D’ou venez-vous, couple triste et charmant?
Rien parmi nous ne vous appelle encore ;
Les jours d’avril n’ont qu’une pâle aurore,
Et nul abri pour l’amoureux tourment ;
Les blés frileux cachant leurs fronts timides,
Comme les fleurs, tremblent au veut du nord ;
Le lierre seul couvre les murs humides ;
Et l’hirondelle est toujours loin du port.
Vous deux, chassés par le malheur sans doute,
Et consolés du malheur par l’amour,
Pour échapper à quelque noir vautour,
De l’Orient vous avez fui la route.
Au toit prochain, je vous entends gémir ;
Ah! vous souffrez je ne sais plus dormir!
Des vrais amans doux et discrets modèles,
J’ai vos douleurs; que n’ai-je aussi vos ailes!
Je volerais sur votre humble rempart ;
Tristes ramiers, j’irais, triste moi-même,
En souvenir d’un malheureux que j’aime,
Du peu que j’ai vous offrir une part.
Il erre seul et vous errez ensemble!
Dans vos baisers que votre exil est doux!
Le même sort vous frappe et vous rassemble ;
Oh! que d’amants sont moins heureux que vous!
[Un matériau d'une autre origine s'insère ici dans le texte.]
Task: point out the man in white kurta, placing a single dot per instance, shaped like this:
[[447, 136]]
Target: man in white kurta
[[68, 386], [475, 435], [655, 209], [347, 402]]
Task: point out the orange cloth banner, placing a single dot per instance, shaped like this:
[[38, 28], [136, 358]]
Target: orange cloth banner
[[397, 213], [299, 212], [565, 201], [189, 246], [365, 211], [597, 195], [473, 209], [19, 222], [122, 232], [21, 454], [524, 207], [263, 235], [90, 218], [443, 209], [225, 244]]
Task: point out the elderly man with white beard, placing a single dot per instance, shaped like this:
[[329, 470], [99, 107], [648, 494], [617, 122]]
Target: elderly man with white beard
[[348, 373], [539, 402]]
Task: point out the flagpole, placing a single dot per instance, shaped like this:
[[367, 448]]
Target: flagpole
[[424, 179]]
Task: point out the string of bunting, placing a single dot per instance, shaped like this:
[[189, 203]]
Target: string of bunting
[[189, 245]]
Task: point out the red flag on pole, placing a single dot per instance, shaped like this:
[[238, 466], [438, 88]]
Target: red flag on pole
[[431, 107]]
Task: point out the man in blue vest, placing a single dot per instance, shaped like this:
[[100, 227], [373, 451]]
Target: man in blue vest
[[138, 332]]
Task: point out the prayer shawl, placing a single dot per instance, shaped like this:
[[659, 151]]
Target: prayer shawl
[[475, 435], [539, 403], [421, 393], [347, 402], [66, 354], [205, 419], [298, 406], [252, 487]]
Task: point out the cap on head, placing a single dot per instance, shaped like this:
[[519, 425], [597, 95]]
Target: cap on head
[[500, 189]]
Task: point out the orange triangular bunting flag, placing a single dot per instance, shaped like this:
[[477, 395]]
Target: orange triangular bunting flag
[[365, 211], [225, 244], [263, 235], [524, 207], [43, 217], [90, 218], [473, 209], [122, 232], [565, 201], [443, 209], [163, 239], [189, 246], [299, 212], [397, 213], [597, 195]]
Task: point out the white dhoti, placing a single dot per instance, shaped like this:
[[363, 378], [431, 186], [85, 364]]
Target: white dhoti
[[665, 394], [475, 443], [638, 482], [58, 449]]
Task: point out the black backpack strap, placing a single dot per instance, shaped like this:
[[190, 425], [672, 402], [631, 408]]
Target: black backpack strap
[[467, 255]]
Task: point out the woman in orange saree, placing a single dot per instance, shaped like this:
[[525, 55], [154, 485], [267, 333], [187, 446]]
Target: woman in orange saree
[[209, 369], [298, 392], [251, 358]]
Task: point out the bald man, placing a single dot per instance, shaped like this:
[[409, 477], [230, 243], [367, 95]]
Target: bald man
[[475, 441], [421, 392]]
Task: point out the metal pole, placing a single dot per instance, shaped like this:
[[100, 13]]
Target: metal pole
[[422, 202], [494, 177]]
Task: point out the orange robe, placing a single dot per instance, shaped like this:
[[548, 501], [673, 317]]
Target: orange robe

Venez tous deux, venez sur ma fenêtre
De votre soif étancher les ardeurs ;
Des cieux dorés, où l’amour vous fit naître,
Au toit du pauvre oubliez les splendeurs.
Que l’un de vous se hasarde à descendre ;
Le plus hardi doit guider le plus tendre ;
D’un cœur qui bat d’amour et de frayeur,
Pour un moment qu’il détache son cœur.
Voici du grain, voici de l’eau limpide,
Humble secours par mes mains répandu ;
Il soutiendra votre destin timide,
Si tout un jour vous l’avez attendu!
Ainsi, mon Dieu, sur la route lointaine,
Semez vos dons à mon cher voyageur!
Ne souffrez pas que quelque voix hautaine
Sur son front pur appelle la rougeur.
Que ma prière en tout lieu le devance ;
Dieu! que pas un ne le nomme étranger!
Aidez son cœur à porter notre absence,
Et que parfois le temps lui soit léger!